En aquellos tiempos muy anteriores a la psicopedagogía, los adultos disfrutaban sin remordimiento asustando a los niños con cuentos espeluznantes. Éramos niños antiguos que ni siquiera habíamos visto la televisión, y que, aunque íbamos mucho al cine, habíamos nacido mucho antes de que llegaran las películas de vísceras y asesinos con motosierras. En los cuentos que nos contaban los mayores había lobos feroces, gigantes caníbales y brujas que engordaban a los niños en jaulas antes de cocinarlos y comérselos. Pero también había niños valientes e ingeniosos que acababan prevaleciendo sobre los enemigos más temibles, y casi siempre esos héroes inesperados eran el hijo pequeño, la hija abandonada, el personaje astuto y mañoso que en todas las mitologías vence al gigantón ensoberbecido por su fuerza bruta. Pulgarcito pertenece al linaje de Ulises y al del Lazarillo. El bravucón y el temerario acaban recibiendo su merecido a manos de ese esmirriado al que despreciaron. El arrogante Juan Sin Miedo aprende que sentir temor no es una bajeza, sino una estrategia de supervivencia, y también puede ser una actitud de razonable humildad. A los niños nos daban mucho miedo aquellas historias que nos contaban los adultos, y como teníamos más agudeza de la que ellos pensaban, nos irritaba que se divirtieran a nuestra costa. Pero éramos nosotros mismos quienes las pedíamos, y quienes exigíamos que se repitieran exactamente cada vez: saber de antemano el desenlace no anulaba el misterio, sino que lo enriquecía, tal vez con la intuición de lo inevitable, con la incorregible esperanza humana de que por una vez pueda ser evitado.

Los niños empiezan a disfrutar de verdad de los cuentos hacia la misma edad en la que empiezan a recordar sueños y a despertarse por las noches con pesadillas terroríficas. En los cuentos orales y en las nanas está la evidencia de que la narración y la música son hechos culturales arraigados en un instinto humano que es universal. Las personas que fabricaron flautas con fémures de buitre hace 50.000 años sin la menor duda contarían también historias y dormirían con cantos a los niños. Lo que empezó en las culturas humanas más antiguas empieza también en cada vida infantil. Lo que llamamos literatura coincide demasiado exactamente con los registros escritos y, por tanto, no se remonta mucho más allá de unos 3.000 años, desde que la epopeya de Gilgamesh se copió en tablillas de barro. Pero antes de la invención de la escritura, y después de ella y al margen, existieron y en parte siguen existiendo todavía universos formidables de historias, igual que han existido músicas de las que no sabemos nada, porque no hubo sistemas de notación que las recogieran y desaparecieron antes de que se inventara la grabación del sonido.

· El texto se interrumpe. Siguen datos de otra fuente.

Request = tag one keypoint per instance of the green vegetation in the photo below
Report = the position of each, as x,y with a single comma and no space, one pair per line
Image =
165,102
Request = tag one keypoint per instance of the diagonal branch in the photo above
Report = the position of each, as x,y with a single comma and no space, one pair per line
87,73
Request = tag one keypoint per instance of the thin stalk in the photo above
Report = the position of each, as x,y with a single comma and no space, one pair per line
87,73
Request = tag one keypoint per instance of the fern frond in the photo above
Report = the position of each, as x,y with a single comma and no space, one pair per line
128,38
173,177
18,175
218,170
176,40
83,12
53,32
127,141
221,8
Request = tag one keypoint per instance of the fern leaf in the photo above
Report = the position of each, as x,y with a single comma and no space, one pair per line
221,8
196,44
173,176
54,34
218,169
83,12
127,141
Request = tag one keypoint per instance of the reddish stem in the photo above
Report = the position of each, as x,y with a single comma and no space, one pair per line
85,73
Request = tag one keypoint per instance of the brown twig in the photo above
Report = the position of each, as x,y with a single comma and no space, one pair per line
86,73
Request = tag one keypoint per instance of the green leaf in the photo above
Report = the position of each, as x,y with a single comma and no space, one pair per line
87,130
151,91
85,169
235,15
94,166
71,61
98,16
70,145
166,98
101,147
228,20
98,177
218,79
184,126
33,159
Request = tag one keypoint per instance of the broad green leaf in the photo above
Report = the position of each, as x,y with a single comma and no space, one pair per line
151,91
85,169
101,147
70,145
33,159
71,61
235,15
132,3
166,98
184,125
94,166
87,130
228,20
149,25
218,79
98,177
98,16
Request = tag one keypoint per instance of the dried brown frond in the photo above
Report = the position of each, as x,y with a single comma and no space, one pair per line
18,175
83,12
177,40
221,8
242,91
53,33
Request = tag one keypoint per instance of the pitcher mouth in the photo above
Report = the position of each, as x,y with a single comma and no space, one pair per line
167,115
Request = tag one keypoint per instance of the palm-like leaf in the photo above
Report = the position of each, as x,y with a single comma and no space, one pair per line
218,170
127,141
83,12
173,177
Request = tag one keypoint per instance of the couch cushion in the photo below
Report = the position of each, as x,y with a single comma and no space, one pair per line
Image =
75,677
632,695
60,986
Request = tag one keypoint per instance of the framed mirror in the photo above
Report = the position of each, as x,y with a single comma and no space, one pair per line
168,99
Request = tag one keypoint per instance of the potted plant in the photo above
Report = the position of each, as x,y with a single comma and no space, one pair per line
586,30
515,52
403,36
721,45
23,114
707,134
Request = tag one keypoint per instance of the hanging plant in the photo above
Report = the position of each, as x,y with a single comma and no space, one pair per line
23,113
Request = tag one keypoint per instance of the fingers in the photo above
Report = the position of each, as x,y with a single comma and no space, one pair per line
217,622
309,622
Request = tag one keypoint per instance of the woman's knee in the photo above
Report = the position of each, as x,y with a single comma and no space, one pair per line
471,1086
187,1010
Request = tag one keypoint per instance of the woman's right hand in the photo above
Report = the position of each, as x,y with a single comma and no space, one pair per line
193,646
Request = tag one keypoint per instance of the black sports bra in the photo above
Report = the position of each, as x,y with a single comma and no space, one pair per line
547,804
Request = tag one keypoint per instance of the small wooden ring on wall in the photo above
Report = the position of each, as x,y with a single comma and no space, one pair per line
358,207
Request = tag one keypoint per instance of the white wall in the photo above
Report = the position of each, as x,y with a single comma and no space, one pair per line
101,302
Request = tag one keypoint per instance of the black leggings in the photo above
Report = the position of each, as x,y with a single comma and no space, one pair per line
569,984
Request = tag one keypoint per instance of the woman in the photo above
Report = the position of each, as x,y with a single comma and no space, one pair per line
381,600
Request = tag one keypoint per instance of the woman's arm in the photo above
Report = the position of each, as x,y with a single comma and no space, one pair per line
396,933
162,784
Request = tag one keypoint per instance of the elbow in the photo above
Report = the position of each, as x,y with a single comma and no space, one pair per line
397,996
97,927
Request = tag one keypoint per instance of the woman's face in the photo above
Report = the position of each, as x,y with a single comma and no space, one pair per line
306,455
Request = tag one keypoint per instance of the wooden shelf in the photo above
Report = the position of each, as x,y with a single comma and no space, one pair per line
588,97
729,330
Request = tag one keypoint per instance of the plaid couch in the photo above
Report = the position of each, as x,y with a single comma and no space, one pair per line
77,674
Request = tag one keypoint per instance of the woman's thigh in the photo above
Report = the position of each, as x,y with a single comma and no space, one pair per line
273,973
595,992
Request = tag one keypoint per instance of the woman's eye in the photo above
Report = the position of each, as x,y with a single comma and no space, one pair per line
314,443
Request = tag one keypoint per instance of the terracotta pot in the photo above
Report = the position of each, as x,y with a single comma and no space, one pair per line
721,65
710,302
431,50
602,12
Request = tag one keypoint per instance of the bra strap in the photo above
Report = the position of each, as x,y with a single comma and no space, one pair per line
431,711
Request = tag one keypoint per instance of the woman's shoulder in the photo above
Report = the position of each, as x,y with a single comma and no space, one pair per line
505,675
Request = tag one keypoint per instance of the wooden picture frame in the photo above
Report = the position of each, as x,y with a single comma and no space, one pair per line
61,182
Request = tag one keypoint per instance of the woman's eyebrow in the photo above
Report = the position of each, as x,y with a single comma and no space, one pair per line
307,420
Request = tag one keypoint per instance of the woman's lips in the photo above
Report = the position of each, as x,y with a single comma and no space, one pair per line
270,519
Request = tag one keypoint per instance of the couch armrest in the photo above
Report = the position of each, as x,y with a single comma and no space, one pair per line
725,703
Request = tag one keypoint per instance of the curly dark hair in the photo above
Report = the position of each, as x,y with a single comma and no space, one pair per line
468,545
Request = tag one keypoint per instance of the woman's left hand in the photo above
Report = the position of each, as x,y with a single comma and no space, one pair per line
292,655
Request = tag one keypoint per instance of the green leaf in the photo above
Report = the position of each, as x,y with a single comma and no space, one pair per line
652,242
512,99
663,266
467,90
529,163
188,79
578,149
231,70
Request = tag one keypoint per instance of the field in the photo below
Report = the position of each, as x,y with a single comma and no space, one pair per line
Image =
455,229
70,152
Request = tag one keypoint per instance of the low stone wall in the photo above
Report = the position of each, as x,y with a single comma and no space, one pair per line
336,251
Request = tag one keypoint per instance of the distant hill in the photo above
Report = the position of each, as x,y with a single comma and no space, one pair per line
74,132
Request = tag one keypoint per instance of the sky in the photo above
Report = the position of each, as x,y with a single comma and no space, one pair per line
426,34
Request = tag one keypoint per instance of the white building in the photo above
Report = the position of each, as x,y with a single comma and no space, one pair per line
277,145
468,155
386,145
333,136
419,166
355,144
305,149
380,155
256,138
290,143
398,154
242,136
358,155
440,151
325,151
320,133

A algunos de nosotros el entusiasmo por la literatura se nos tiñe de desaliento cuando la vemos convertida en un espectáculo más bien sórdido de pedantería, de mezquindad, de arrogancia de presuntos expertos, de impostura consentida, de tráfico de influencias. Un antídoto de esa tristeza es recordar su origen como proveedora de historias asombrosas, de lecciones tan profundas que ya se transmitían hace muchos milenios y siguen vivas ahora en los cuentos que les contamos a los niños.